DATA ARCHITECTURE

Star vs Snowflake Schemas

Chapter 09Dimensional & WarehouseSchema Design

Orientation

What You'll Master Here

Chapter 8 built a star with deliberately denormalized dimensions. This chapter examines the alternative, normalizing those dimensions into a snowflake, and gives you a clear, defensible rule for choosing between them. It is one of the most common dimensional-modeling questions, and most explanations online are vague. This one will not be.

You will see the exact same data modeled both ways, the query difference each shape produces, the real trade-offs (speed, storage, simplicity, maintenance), and the handful of situations where a snowflake genuinely earns its extra joins. You will also meet the fact constellation, multiple stars sharing conformed dimensions.

By the end you should be able to look at a dimension and decide, with reasons, whether to keep it flat (star) or normalize it (snowflake), and defend that choice in a design review.

Why it matters

Choosing star vs snowflake affects every query’s speed and every analyst’s experience.
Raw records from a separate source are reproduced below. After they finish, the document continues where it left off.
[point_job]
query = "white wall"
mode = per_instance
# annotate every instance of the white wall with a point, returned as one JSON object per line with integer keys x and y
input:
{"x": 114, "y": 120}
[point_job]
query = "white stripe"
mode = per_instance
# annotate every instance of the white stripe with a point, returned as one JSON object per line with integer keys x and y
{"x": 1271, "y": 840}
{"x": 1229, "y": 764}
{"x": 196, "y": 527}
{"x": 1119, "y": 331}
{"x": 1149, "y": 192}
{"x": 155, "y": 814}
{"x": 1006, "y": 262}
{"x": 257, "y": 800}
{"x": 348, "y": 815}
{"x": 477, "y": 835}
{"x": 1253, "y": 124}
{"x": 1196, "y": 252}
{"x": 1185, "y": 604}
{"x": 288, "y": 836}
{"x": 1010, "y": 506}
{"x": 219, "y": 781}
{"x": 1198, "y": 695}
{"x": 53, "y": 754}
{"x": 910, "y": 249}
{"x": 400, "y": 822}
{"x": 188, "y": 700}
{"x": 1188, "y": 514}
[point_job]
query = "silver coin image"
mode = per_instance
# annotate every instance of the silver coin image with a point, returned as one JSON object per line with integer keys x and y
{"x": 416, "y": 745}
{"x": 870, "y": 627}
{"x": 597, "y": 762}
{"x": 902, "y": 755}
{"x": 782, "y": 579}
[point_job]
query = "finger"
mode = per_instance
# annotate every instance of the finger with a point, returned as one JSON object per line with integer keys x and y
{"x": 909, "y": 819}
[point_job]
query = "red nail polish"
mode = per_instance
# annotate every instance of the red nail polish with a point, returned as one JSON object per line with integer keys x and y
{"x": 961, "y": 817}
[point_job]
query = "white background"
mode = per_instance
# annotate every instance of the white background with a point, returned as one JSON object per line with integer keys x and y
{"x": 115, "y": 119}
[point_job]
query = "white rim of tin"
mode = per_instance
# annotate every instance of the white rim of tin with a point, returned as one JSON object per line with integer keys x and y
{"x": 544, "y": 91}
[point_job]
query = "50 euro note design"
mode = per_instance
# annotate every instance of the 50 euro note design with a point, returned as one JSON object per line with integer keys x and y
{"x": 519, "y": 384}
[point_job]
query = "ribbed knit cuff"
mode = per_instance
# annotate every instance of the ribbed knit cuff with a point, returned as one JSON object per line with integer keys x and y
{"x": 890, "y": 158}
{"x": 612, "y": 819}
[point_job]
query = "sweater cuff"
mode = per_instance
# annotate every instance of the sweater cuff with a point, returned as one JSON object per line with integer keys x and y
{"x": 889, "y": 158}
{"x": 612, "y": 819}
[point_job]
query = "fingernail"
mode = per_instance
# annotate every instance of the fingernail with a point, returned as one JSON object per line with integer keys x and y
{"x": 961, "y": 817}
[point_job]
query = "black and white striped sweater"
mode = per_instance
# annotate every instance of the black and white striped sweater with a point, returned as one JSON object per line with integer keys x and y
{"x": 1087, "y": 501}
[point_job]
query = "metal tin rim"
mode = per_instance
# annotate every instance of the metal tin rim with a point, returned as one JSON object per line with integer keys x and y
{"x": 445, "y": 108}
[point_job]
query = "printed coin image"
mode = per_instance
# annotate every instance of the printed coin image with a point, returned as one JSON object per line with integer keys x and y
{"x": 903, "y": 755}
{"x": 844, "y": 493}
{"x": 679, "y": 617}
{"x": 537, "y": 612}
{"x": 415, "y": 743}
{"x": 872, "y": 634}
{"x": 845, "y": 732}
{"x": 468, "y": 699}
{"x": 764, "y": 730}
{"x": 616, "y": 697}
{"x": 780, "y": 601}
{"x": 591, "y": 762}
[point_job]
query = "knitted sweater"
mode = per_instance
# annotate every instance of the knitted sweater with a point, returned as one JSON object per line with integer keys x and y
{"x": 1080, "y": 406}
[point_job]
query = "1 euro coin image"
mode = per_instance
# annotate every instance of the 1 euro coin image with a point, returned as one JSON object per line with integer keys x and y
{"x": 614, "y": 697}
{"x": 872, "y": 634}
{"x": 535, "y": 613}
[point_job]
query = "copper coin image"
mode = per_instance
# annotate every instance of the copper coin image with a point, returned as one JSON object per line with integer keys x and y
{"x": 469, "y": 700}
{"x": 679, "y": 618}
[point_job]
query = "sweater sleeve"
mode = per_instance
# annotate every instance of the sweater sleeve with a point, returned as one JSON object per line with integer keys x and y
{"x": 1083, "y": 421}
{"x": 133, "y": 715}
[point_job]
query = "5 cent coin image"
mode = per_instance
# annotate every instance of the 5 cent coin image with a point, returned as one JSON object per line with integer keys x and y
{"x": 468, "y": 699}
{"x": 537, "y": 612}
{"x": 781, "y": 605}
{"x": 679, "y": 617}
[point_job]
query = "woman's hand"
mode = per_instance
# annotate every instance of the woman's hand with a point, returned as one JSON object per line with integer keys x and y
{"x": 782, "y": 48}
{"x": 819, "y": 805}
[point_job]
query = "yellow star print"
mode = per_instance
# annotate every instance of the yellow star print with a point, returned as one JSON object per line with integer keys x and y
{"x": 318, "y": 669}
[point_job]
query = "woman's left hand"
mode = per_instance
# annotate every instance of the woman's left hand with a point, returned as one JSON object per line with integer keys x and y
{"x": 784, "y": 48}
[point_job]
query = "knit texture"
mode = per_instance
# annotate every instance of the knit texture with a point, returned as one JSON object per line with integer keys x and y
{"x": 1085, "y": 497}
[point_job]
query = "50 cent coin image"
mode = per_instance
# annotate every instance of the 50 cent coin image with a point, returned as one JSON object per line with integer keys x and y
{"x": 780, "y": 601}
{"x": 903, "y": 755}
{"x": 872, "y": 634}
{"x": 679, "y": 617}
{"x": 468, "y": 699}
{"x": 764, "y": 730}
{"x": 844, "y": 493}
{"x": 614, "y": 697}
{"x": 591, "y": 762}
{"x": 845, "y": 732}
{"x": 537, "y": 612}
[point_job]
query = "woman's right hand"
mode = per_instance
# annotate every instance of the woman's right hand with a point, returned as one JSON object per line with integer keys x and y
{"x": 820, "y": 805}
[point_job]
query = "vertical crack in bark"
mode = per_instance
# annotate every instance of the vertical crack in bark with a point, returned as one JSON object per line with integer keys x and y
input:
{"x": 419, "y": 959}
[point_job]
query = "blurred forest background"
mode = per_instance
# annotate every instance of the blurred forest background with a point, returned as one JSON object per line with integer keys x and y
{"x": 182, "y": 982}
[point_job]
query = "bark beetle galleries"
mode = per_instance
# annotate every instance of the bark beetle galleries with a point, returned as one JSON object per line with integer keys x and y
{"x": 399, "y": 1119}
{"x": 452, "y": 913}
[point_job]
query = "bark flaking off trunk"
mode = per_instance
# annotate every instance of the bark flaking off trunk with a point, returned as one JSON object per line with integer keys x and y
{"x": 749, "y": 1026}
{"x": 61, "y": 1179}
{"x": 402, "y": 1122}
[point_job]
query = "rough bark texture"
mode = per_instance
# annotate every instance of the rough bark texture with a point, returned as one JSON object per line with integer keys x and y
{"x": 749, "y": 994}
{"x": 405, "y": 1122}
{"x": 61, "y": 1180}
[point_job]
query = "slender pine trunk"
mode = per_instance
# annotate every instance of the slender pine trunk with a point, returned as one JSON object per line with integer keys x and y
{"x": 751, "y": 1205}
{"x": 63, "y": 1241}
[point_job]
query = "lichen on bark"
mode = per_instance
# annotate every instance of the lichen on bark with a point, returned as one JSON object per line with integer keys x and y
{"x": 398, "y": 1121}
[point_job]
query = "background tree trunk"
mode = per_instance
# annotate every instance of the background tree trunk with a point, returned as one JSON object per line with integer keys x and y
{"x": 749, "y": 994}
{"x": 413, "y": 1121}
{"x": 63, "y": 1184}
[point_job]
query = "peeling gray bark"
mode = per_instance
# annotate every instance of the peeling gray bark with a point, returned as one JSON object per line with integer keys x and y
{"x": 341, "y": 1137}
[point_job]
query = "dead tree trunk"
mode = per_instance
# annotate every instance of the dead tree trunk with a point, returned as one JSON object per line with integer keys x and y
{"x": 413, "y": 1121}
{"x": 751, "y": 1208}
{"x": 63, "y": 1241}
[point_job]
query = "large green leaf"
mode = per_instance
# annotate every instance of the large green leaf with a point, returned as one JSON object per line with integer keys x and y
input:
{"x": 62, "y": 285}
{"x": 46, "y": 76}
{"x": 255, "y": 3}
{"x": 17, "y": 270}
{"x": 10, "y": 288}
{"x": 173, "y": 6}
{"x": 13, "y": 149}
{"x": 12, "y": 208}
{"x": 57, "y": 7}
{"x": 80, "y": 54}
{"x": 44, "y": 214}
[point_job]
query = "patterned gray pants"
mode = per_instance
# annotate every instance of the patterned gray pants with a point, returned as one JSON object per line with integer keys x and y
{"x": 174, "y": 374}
A wrong default (over-snowflaking) quietly slows the whole warehouse and frustrates users for no real gain.

Core mental model

Star = flat dimensions, fewer joins, some redundancy. Snowflake = normalized dimensions, more joins, less redundancy. Default to star.

Key terms
star schema
Fact surrounded by flat, denormalized dimensions; one join per dimension.
snowflake schema
A star whose dimensions are normalized into linked sub-tables; multiple join hops.
fact constellation
Several fact tables sharing conformed dimensions (a "galaxy" of stars).
normalization (of a dimension)
Splitting repeated dimension attributes into their own related tables.

Common mistake

Snowflaking every dimension because normalization "feels correct".

You add joins and complexity to every query for storage savings that rarely matter.

Better habit

  • Default to a star; snowflake only with a specific reason.
  • Judge the choice by query simplicity and speed, not tidiness.
  • Share conformed dimensions across stars into a constellation.
The big idea

In analytics, redundancy in a dimension is usually cheap and joins are expensive. That is why the star (more redundancy, fewer joins) is the default, the opposite instinct from OLTP.

How to study this chapter

We model one dimension, product with its category and brand, both ways, so the trade-off is concrete rather than abstract.

Practice prompts

  • Define star and snowflake in one sentence each.
  • State the default and the reason for it.

Remember this

Star and snowflake are the same data at different normalization levels; default to the star and snowflake only for specific, justified reasons.